Carpe diem… Profitons de chaque jour…
Il devait s’enivrer du présent parce qu’inévitablement un jour il conjuguerait au passé.
Dans cette vie nous passions
Sans nous passer l'un de l'autre
Tu sais ce dont je parle
Je sais toujours ce dont tu parles.
Dans cette vie nous passions
Ne faisions que passer
Ignorants des torpeurs
Près de toi, je n'ai jamais eu peur
- Ianto…
Il y avait tout l’amour du monde dans ces deux syllabes, toute la tendresse de l’univers, toute la beauté de la galaxie.
Il lui suffisait de regarder les prunelles bleues pour y voir un monde qu’il n’avait jamais côtoyé, jamais soupçonné, un monde où le bonheur existerait, un monde d’où la peur serait bannie.
Il lui suffisait d’entendre son rire pour se retrouver sur le rivage de Boeshane, à cette époque où il était heureux de vivre, insouciant de ce qui l’entourait, inconscient des dangers qui les menaçaient.
Il lui suffisait de toucher sa peau pour se sentir bien, à sa place, lui l’éternel errant qui pensait ne jamais trouver un endroit pour se ressourcer, un être pour le rassurer.
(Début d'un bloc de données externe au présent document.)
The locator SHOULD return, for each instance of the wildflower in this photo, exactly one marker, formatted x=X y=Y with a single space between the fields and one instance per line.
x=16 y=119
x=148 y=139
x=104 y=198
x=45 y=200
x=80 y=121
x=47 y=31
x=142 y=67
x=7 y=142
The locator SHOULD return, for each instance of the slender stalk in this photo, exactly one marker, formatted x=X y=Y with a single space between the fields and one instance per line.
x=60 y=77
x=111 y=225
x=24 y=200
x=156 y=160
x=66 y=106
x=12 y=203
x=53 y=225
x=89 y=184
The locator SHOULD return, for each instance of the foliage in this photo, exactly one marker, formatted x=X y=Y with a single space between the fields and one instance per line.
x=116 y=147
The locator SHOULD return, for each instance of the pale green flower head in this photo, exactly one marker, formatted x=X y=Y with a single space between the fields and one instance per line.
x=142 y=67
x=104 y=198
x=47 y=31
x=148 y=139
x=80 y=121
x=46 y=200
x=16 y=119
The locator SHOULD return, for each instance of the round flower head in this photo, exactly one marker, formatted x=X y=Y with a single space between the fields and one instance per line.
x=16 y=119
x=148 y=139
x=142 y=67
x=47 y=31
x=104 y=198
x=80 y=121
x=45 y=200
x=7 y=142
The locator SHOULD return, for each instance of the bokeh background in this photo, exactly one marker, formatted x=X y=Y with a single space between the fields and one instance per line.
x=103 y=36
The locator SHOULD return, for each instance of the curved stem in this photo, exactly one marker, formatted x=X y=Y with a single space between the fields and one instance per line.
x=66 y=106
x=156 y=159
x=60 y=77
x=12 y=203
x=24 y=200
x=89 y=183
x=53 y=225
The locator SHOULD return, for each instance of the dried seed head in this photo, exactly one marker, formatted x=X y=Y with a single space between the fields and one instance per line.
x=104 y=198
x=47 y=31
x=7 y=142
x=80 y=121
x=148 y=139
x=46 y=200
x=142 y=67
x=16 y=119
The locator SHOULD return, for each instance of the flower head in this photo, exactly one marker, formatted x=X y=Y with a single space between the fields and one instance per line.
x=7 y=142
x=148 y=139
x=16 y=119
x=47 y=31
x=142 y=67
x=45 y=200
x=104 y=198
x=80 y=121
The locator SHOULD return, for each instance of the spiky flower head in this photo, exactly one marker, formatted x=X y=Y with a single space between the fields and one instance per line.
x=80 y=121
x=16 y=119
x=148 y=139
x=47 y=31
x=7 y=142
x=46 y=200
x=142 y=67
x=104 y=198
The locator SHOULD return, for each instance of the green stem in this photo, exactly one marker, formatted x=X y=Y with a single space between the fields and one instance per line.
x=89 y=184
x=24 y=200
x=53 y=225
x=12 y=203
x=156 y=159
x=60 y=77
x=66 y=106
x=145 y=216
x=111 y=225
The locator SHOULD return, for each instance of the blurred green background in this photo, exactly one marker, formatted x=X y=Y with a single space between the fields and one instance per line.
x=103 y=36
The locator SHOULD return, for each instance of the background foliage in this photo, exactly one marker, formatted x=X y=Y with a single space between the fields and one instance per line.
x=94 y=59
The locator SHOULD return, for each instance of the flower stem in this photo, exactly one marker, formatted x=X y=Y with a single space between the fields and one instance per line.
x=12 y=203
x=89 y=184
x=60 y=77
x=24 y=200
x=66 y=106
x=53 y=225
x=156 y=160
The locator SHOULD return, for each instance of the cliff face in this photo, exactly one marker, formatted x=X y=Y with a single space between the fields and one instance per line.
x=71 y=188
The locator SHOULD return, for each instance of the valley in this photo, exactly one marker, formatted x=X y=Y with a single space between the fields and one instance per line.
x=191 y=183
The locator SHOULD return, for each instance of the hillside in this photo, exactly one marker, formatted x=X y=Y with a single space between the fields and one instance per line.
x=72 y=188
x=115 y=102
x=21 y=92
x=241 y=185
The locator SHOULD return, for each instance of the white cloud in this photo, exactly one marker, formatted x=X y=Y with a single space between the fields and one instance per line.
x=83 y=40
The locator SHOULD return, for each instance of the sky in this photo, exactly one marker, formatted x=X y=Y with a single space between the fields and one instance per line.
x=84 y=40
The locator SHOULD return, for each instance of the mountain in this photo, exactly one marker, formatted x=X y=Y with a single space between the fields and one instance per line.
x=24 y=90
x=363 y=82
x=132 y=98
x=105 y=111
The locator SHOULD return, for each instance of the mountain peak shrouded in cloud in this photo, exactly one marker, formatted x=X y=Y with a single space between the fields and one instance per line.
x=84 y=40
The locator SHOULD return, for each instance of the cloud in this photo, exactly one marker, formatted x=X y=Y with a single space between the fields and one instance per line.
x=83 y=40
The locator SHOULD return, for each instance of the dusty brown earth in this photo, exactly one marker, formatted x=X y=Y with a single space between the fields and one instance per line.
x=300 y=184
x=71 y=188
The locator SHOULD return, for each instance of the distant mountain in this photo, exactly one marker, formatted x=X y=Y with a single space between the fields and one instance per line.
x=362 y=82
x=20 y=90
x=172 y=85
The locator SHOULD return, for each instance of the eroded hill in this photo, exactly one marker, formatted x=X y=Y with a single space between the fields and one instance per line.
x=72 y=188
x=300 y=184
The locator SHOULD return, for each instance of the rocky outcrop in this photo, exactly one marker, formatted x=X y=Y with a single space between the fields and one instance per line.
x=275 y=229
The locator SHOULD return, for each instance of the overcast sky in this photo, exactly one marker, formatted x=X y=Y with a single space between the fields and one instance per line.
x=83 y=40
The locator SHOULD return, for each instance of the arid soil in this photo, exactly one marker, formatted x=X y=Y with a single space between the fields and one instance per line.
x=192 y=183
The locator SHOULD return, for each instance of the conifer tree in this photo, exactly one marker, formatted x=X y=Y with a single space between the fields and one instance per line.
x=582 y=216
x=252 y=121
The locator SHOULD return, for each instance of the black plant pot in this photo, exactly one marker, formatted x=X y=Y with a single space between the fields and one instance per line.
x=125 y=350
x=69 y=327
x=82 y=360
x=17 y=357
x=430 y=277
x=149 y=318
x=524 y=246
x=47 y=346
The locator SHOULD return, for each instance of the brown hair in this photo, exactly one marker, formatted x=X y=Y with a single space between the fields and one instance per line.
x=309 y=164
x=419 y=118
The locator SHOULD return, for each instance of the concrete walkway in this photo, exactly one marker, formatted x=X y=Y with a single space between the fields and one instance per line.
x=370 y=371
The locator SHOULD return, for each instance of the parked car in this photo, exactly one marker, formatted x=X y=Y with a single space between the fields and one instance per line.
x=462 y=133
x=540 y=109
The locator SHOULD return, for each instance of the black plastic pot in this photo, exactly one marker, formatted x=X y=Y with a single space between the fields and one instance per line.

Trop de choses à te dire, mon amour
Alors comment les dire ?
Pourquoi les écrire ?
Autant que je les chante
Avant qu'elles ne me hantent
Le jour, la nuit
Et les siècles des siècles
Autant que je les chante
Avant qu'elles ne s'éventent
Il aimait comme il pensait ne jamais pouvoir aimer, lui, l’omnisexuel assumé pour qui amour et volupté étaient synonymes. Il découvrait soudain un autre versant de l’amour, plus doux et plus violent. Quand les feux de la passion les unissaient, l’extase qui l’envahissait était bien plus que corporelle, elle était spirituelle, elle émanait de l’univers lui-même.
Ianto était son âme sœur, il en était désormais persuadé et il savait aussi que lorsqu’il le perdrait, il continuerait à le chercher de monde en monde, de corps en corps, de siècles en siècles jusqu’à ce qu’il le retrouve enfin sous une autre forme sans doute, mais tel qu’il l’avait quitté. Et leur histoire alors reprendrait.
Quand nous nous retrouverons
Dans d'autres nous-mêmes
En prison du même amour
Alors plus fort encore
Je serai toi
Tu seras moi
Mais des fois l'on dirait
Que c'est déjà le cas.
Ce qu’il vivait auprès du Gallois, il ne le vivrait jamais auprès de nul autre. Ce jour terrible qu’il avait baptisé « le jour le plus horrible de sa vie » ne serait rien à côté de celui qui l’attendait le jour où les prunelles bleues de son amour se fermeraient à jamais.
Mais il avait acquis la certitude que leur amour survivrait à tout : à la guerre, à la souffrance, à la mort elle-même.
Toutes ces choses à lui dire et si peu de temps pour le faire à l’aune de son immortalité.
Autant que je les chante
Avant qu'elles ne me hantent
Le jour, la nuit
Et les siècles des siècles
Autant que je les chante
Avant qu'elles ne s'éventent.
Il le caressait des yeux et de la main, il le regardait frémir sous ses doigts et ses gémissements étaient son chant de victoire.
Certes il n’était pas capable de dire ce qu’il ressentait, de mettre des mots sur le maelstrom de sentiments qui bouillonnait en lui, mais il savait poser les gestes pour sublimer les mots et les rendre inutiles. Lorsqu’il le tenait ainsi dans ses bras, ils étaient l’émanation même de l’amour. Etait-ce la nature, Dieu, le diable où il ne savait quelle créature universelle qui les avait réunis à cette époque et en ces circonstances ? Qu’importait…
Qu’importaient les pourquoi, les comment, les peut-être, les pourtant…
Qu’importait ce que lui réservait le cours du temps.
Ils étaient vivants et ils s’aimaient. Tout le reste pouvait attendre.
Autant que je les chante
Avant qu'elles ne me hantent
Le jour, la nuit
Et les siècles des siècles
Autant que je les chante
Avant qu'elles ne s'éventent.
Jack passa une main légère sur le visage de son amour, alangui après leur étreinte. Les prunelles bleues de Ianto se fixèrent sur lui, son regard se fit interrogateur :
- Tu as quelque chose à me dire cariad ? murmura-t-il.
Jack lui sourit tendrement, posa ses lèvres sur les siennes puis se releva pour l’admirer encore, comme s’il ne pouvait se lasser de sa vision.
- Non, répondit-il doucement. Non… Rien… Ou plutôt si : je t’aime.
Trois mots qui valaient plus que tous les discours qu’il ne saurait jamais lui faire.